Que s'est-il donc passé demande Finkielkraut, citant Fellini "pour que nous en soyons venus à considérer comme des maîtres dépositaires de toutes les vérités des garçons de quinze ans" ?
Cette glorification du "jeune" se fait au détriment des individus qu'elle enferme dans le conformisme de leur "bio-classe"... "autrefois niés en tant que peuple, les jeunes le sont désormais en tant qu'individus."

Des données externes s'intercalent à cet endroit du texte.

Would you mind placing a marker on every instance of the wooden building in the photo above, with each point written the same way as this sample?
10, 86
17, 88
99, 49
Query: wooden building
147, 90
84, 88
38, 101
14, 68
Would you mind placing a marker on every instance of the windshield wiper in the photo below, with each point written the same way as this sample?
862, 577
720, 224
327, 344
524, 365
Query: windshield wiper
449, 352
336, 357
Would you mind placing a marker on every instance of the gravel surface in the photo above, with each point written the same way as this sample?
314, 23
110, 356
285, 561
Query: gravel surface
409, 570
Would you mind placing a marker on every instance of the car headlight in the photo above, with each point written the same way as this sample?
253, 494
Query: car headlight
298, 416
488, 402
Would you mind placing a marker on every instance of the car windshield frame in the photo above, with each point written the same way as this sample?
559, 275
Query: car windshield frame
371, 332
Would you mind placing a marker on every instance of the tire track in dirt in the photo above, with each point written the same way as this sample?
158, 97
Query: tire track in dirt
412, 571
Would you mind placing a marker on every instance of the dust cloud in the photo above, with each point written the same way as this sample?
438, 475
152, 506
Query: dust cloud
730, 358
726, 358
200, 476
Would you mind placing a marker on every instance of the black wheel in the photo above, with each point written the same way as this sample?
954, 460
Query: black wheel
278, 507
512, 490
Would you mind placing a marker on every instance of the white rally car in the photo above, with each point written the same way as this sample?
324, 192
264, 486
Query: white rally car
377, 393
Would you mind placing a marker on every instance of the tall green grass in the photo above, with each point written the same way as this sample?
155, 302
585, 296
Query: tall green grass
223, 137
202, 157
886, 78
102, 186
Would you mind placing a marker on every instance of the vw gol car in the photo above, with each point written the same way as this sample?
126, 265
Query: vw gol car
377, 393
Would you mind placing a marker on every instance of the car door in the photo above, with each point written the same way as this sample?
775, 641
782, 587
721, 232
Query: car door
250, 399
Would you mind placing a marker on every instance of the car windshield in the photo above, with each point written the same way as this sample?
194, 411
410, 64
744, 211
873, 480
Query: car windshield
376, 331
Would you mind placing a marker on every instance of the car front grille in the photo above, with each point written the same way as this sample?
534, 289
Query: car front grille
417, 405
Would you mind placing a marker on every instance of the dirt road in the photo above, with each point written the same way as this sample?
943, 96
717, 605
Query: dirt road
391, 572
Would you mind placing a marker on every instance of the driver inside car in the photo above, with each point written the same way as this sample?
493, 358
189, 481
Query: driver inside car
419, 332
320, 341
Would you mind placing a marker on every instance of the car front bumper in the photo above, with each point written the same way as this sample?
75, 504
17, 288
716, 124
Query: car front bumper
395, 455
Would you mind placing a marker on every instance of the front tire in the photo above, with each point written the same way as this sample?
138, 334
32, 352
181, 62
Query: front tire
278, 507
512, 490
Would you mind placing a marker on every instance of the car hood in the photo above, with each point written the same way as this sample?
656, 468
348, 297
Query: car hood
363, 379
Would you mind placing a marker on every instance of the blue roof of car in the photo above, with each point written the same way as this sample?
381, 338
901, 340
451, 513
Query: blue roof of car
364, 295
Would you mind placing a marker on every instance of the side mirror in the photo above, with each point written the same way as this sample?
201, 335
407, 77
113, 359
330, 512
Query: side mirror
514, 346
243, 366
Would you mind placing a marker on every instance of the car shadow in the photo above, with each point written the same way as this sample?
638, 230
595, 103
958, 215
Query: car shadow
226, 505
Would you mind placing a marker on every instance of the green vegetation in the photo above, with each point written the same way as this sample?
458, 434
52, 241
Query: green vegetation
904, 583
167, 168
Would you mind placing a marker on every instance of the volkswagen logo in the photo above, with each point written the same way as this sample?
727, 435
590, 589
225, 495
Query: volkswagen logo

Alain Finkielkraut montre que l'argument d'efficacité pour justifier les grands concerts humanitaires et les voyages du pape Jean-Paul II (le livre est paru en 1987) ne tient pas : "Les grands concerts pour l'Ethiopie ont subventionné la déportation des populations qu'ils devaient aider à nourrir."... "Le succès de Jean-Paul II tient à sa manière et non à la substance de ses propos. Son spectacle, comme celui des autres super-stars, vide les têtes pour mieux en mettre plein la vue et ne véhicule aucun message, mais les engloutit dans une grandiose profusion de son et de lumière."
Le zombie et le fanatique
"La barbarie a donc fini par s'emparer de la culture. A l'ombre de ce grand mot, l'intolérance croît, en même temps que l'infantilisme. Quand ce n'est pas l'identité culturelle qui enferme l'individu dans son appartenance et qui, sous peine de haute trahison, lui refuse l'accès au doute, à l'ironie, à la raison - à tout ce qui pourrait le détacher de la matrice collective, c'est l'industrie du loisir, cette création de l'age technique qui réduit les œuvres de l'esprit à l'état de pacotille (ou comme on dit en Amérique, d'entertainment). Et la vie avec la pensée cède doucement la place au face-à-face terrible et dérisoire du fanatique et du zombie."